Page 16 of Acts of Faith


  “What about the curls, mister?”

  “Uh, sort of … shorten those too,” I responded nervously.

  “No way,” he dissented. “You’re not the first Orthodox kid I’ve had in my chair. You’ve gotta make up your mind—if it’s short enough to be ‘modern,’ it won’t be long enough to be kosher. Know what I mean?”

  Alas, I knew all too well. I closed my eyes—a gesture he correctly interpreted as assent. His blades were swift and painless. My subsequent pangs of conscience were neither. I took to wearing a low-brimmed hat, a practice my fellow students assumed was one of deepened piety. More hypocrisy.
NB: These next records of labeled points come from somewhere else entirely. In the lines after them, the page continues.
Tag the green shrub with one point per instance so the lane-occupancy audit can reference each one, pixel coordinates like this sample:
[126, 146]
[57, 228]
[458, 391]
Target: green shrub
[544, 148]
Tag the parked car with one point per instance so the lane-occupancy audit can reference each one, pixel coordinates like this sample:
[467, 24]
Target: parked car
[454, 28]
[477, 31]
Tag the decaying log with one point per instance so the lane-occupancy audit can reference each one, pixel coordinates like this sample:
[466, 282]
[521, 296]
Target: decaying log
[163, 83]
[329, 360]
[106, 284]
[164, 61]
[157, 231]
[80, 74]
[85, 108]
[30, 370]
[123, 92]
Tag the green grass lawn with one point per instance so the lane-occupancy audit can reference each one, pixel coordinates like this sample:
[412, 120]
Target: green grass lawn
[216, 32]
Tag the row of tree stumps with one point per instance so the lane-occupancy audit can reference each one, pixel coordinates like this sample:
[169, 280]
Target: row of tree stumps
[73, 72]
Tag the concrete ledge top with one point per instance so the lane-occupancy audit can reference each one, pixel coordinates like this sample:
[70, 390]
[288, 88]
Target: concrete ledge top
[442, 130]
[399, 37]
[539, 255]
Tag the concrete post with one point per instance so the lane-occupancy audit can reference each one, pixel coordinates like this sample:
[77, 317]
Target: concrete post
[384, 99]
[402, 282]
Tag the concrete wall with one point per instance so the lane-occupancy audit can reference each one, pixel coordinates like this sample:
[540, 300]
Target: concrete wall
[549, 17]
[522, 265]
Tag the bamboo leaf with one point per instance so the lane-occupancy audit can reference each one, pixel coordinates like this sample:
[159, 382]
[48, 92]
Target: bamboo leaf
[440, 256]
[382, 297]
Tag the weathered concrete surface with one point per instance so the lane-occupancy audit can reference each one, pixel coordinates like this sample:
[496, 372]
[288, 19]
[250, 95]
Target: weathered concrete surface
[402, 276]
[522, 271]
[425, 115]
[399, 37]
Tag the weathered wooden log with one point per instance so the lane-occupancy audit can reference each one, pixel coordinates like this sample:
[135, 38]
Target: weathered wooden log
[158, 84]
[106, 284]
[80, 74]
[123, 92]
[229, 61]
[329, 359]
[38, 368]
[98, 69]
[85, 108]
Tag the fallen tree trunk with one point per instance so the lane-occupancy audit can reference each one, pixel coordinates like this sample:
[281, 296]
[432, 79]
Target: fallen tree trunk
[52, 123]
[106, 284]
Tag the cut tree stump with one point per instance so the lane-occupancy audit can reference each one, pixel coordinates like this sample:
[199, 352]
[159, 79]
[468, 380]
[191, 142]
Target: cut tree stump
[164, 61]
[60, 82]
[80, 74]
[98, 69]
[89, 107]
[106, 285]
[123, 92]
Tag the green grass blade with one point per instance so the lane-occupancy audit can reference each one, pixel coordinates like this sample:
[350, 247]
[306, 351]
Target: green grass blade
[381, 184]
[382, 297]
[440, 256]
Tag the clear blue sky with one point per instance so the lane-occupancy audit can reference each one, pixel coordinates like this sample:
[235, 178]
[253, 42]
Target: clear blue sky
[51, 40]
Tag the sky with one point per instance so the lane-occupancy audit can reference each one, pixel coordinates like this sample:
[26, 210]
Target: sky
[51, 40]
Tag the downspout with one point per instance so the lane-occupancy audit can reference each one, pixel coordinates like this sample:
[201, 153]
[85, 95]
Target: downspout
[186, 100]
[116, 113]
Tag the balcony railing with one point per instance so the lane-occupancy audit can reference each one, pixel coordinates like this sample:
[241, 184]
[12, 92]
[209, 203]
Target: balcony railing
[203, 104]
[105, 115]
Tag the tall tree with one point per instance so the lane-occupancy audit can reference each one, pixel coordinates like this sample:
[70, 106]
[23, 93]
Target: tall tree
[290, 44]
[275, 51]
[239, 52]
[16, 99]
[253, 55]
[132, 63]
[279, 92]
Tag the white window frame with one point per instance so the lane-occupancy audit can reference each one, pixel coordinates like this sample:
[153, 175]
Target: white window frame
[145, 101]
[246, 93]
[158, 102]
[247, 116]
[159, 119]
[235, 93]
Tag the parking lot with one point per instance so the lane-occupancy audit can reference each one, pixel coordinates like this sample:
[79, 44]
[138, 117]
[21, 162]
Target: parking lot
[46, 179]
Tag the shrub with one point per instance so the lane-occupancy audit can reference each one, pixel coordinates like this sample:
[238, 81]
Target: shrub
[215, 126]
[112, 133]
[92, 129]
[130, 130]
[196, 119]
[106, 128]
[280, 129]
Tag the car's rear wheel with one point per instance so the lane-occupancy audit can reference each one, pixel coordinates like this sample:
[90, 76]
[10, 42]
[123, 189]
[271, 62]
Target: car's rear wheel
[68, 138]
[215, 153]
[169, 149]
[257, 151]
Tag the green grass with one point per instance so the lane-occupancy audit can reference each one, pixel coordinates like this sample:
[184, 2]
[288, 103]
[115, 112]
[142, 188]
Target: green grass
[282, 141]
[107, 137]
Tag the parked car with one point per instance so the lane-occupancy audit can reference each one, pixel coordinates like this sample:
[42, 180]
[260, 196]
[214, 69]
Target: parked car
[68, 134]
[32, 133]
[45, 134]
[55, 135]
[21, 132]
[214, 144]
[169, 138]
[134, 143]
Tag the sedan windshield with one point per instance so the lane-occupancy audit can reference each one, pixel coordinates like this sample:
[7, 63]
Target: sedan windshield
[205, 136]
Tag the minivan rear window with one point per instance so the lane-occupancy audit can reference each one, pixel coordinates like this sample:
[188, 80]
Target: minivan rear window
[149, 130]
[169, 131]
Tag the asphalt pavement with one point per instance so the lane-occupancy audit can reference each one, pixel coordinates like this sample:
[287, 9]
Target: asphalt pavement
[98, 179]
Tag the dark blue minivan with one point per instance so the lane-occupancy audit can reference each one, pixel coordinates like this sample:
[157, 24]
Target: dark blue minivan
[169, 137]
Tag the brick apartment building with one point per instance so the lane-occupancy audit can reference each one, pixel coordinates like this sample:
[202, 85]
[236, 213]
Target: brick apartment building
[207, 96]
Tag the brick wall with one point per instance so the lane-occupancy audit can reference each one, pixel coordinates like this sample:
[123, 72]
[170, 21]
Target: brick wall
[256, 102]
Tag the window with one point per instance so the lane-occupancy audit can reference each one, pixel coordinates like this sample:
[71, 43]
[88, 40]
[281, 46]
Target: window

  I tried to convince myself it would be worth it.

  What first struck me was an orchestration of new sounds. The tinkle of ice against glass, the voice of Ray Charles (as I later learned) on a stereo, loud conversation rising above the music, everything blending into a buzz, which sounded like the whir of my mother’s Mixmaster.

  I stood on the stairs to Aaron Beller’s sunken living room and gazed in disbelief.

  There were men and women everywhere talking freely to one another. Some were even touching. It all looked … alien.

  “Rabbi Luria, you aren’t Moses on Mount Nebo. This is a promised land that you can enter.”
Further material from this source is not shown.